In a significant development, the European Parliament has approved its biggest reform on farm subsidies in decades in a vote that switches cash to smaller farmers and rewards sustainable farming methods.
Earlier its Common Agricultural Policy (CAP), had draw criticism for handing the bulk of subsidies to big landowners and agro-industrial companies; the reform changes that.
“Farming will be fairer and more sustainable,” said Norbert Lins, who chairs the European Parliament’s agriculture committee, calling it the biggest reform since 1992.
The CAP, around a third of the EU’s 2021-2027 budget, will spend $436 billion (387 billion euros) on payments to farmers and support for rural development.

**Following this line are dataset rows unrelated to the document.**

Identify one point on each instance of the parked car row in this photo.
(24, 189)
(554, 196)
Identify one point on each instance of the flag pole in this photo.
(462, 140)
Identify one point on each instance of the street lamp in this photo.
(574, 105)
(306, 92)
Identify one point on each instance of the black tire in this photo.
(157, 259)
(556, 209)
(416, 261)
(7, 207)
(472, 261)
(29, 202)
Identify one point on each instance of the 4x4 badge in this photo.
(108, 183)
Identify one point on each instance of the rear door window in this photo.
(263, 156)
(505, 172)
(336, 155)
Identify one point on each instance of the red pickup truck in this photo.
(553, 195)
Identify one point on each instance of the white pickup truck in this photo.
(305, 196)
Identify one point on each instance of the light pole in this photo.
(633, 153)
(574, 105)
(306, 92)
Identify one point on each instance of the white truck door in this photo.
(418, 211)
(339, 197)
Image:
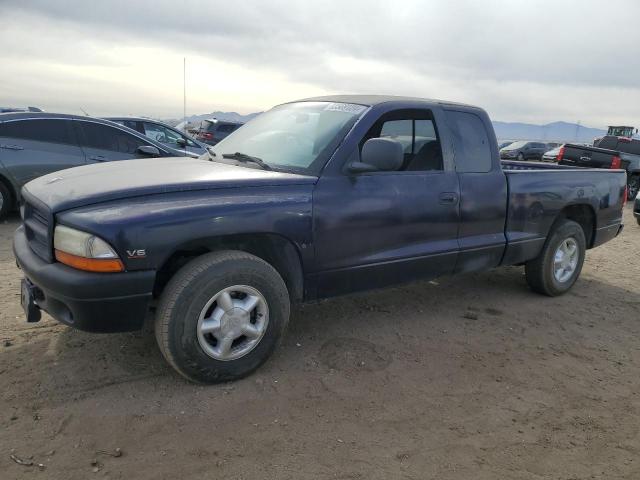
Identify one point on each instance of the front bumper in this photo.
(94, 302)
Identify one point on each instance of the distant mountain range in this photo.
(551, 132)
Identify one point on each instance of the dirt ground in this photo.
(470, 377)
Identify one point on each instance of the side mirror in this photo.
(379, 155)
(148, 151)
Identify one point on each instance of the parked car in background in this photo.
(551, 155)
(213, 130)
(524, 151)
(312, 199)
(597, 157)
(20, 109)
(172, 138)
(34, 144)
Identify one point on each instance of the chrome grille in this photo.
(38, 229)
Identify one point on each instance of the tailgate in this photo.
(588, 157)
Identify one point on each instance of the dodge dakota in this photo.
(312, 199)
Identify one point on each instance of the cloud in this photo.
(528, 61)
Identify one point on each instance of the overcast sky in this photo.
(531, 61)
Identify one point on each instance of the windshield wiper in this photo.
(243, 157)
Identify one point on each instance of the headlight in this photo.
(84, 251)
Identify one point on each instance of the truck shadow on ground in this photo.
(356, 334)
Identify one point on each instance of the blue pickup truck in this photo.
(312, 199)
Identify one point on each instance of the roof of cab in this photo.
(23, 115)
(370, 100)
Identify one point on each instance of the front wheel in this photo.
(221, 316)
(633, 185)
(558, 266)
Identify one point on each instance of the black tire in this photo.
(6, 200)
(540, 271)
(633, 185)
(187, 294)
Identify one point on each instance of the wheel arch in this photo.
(584, 215)
(12, 190)
(275, 249)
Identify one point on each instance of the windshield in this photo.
(515, 145)
(297, 137)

The new CAP rules, applicable from 2023, aims to shift funding from intensive farming practices to practices that protect nature, and reduce 10% of EU greenhouse gases emissions by agriculture.
The reform require 20% of payments to farmers from 2023-2024 be spent on “eco-schemes”, rising to 25% of payments in 2025-2027. While CAP rules do not define what is an eco-scheme, examples however include restoring wetlands, to organic agriculture.
At least 10% of CAP funds will go to smaller farms and all farmers’ payments would be tied to complying with environmental rules.
According to Peter Jahr, an EU lawmaker who helped seal the deal, CAP is far from perfect since some compromises had to be made so that a deal could be reached.
“I’m urging you, please, in the interest of the European farmers, in the interest of the climate, to vote in favour,” said Jahr to the European Parliament.